The authors declare no competing interests.

Figures

**Fig. 1. Schematic illustration.**
Construction of D-A COFs composed by amine monomers and functionalized tereph-thalaldehydes for photocatalytic H₂ production. The TAPB, TAPT and TEA are abbreviations for 1,3,5-tris(4-aminophenyl)benzene, 1,3,5-tris(4-aminophenyl)triazine and triethylamine, respectively.

**Fig. 2. HOMO and LUMO energy level diagram for the two types of building blocks for constructing D-A pairs.**
The TAPT_c and TAPB_c represent the core part (without the amine group) of the amino-based monomers (TAPT and TAPB), and the Cl_c, H_c, OCCH_c, OH_c and OMe_c represent the core part (without the aldehyde group) of the terephthalaldehyde-based monomers.

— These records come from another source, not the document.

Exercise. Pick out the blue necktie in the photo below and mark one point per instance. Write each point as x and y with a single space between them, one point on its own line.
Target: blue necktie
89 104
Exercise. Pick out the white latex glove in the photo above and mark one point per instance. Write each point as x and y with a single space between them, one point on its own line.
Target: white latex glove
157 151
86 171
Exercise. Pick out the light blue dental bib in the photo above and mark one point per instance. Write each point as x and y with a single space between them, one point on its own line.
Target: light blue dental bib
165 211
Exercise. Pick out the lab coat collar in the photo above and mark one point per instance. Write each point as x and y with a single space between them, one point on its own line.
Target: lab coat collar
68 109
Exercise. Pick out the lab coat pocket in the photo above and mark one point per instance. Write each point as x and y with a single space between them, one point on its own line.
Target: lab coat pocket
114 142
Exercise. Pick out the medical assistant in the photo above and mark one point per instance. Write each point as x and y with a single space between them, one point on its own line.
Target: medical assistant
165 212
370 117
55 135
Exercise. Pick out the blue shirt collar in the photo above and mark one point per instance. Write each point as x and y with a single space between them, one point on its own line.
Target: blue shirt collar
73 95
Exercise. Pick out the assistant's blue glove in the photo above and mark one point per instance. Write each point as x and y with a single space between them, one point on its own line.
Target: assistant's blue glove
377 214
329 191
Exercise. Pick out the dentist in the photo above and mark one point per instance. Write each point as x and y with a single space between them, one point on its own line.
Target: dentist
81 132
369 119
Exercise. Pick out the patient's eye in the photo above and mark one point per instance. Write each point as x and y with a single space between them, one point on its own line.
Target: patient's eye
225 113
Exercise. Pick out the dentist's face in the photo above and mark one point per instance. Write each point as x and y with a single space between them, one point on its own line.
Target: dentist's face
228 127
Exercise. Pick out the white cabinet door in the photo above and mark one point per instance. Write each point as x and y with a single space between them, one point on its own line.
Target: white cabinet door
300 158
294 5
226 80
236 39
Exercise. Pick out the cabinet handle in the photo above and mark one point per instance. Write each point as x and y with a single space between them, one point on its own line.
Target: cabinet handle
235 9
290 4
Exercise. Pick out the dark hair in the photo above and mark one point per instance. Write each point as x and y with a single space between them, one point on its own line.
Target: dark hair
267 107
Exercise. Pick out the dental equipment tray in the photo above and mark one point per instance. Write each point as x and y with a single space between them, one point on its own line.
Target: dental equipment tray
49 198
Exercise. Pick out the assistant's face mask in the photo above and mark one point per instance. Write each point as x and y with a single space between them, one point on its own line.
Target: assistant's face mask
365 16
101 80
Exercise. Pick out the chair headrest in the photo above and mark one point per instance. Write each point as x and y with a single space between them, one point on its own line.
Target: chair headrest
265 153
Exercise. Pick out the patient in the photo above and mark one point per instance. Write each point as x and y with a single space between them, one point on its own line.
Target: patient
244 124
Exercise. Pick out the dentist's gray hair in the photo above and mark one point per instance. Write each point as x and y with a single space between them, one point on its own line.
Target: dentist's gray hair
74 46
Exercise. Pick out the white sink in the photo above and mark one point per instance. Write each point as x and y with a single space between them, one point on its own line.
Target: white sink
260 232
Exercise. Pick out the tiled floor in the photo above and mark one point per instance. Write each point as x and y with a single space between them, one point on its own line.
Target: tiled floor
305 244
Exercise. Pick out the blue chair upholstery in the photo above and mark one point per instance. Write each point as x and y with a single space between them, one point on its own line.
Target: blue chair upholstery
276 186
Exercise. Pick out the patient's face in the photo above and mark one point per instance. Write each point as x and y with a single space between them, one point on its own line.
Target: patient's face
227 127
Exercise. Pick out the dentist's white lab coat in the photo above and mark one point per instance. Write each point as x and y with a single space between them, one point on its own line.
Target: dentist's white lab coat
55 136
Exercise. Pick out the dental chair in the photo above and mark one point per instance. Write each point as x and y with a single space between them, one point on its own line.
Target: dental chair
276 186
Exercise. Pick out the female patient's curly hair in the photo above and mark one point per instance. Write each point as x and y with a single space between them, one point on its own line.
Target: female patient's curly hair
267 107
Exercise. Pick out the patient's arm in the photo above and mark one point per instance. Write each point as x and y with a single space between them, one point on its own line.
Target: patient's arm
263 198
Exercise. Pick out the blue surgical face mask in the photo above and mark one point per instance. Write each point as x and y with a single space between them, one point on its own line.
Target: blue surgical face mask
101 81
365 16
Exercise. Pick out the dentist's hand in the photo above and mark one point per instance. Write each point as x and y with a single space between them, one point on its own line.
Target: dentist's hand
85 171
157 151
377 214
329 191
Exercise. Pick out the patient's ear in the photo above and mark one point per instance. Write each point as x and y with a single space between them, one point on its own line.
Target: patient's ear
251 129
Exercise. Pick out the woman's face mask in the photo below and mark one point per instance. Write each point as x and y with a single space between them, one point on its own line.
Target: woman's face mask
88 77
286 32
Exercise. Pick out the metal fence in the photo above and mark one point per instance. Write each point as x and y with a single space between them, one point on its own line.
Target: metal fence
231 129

**Fig. 3. Computed charge density difference between the ground and the excited states of the D-A pairs at an isovalue of 0.0005 a.u.**
(For each COF: Δρ is shown at the left side; centroids of charges are shown at the right side). The green and red represent increase and decrease in electron density, respectively. Quantitative charge-transfer analysis is based on the atomic dipole corrected Hirshfeld (ADCH) atomic charges. D_CT represents the distance between the bary-center of the density increment and depletion regions upon electronic excitation.

**Fig. 4. Calculated exciton binding energy and band alignment of D-A pairs.**
a Extrapolation results of fundamental gap (E_fund, red line) and optical gap (E_opt, green line) energies of D-A pairs. Inset: double arrows represent the exciton binding energy (E_b = E_fund − E_opt). b The calculated bandgap and band position of TAPB-OMe-COF (black), TAPT-Cl-COF (green), TAPT-H-COF (blue), TAPT-OCCH-COF (khaki), TAPT-OH-COF (purple) and TAPT-OMe-COF (red) relative to the vacuum level. The dashed lines are the redox potential of water at pH = 0.

**Fig. 5. Characterization and activity performance of D-A COFs.**
a Powder XRD patterns. b Photocurrent responses. c EIS Nyquist plots. d Photocatalytic H₂ production rate. TAPB-OMe-COF, TAPT-Cl-COF, TAPT-H-COF and TAPT-OMe-COF are represented by black, green, blue and red colours, respectively.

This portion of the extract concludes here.